1.2. The Australian Government announced in April 2021 that it would enhance Australia’s framework for the decommissioning of offshore oil and gas infrastructure.[1] This would involve a suite of policy measures to strengthen and build on the existing provisions for decommissioning in the Offshore Petroleum and Greenhouse Gas Storage Act 2006 (OPGGS Act) and regulations. 

1.3. The Australian Parliament passed amendments to the OPGGS Act in August 2021 to implement some key elements of the framework. The amendments included provisions to expand the existing remedial direction provisions under the OPGGS Act. This enables former titleholders, related bodies corporate or related persons of current or former titleholders, to be called back to undertake remedial work, if required. These provisions are referred to through this guideline as the ‘trailing liability provisions’. For more information on related persons, see Section 3: Trailing liability.
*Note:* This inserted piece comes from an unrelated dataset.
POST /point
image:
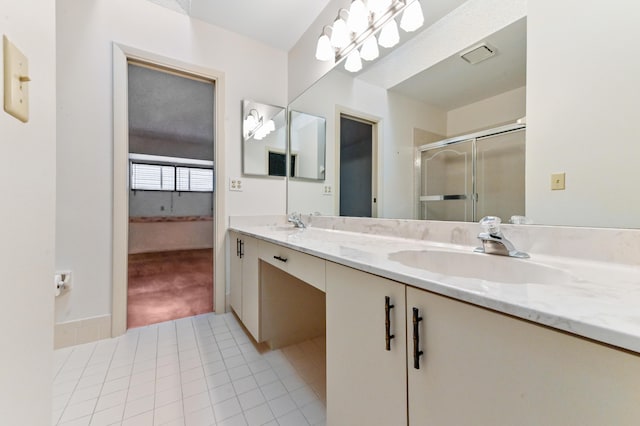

1.4. The government expects titleholders to proactively plan for decommissioning at all times during the lifecycle of a petroleum activity. Titleholders must undertake due diligence when selling their assets to other entities. The strengthened trailing liability provisions ensure that the risks and liabilities of petroleum activities remain the responsibility of the petroleum industry.

1.5. The expanded remedial direction provisions are in effect from 2 March 2022. They apply to titles, and their relevant titleholders and related persons, as they existed on or after 1 January 2021. Please see Section 3: Trailing liability.

1.6. Remedial directions can also be issued in relation to titles that ceased to be in force, and/or to titleholders that ceased to hold a title, before 1 January 2021. Please see Section 4: Trailing liability: ownership ceased before 1 January 2021.

1.7. The suite of policy measures announced by government will strengthen the decommissioning policy and regulatory framework overall and ensure early planning and appropriate funding is in place to meet decommissioning obligations. In the context of the strengthened regime, trailing liability is intended as an option of last resort and is expected to be used rarely. The primary obligation to decommission will remain with the current titleholder.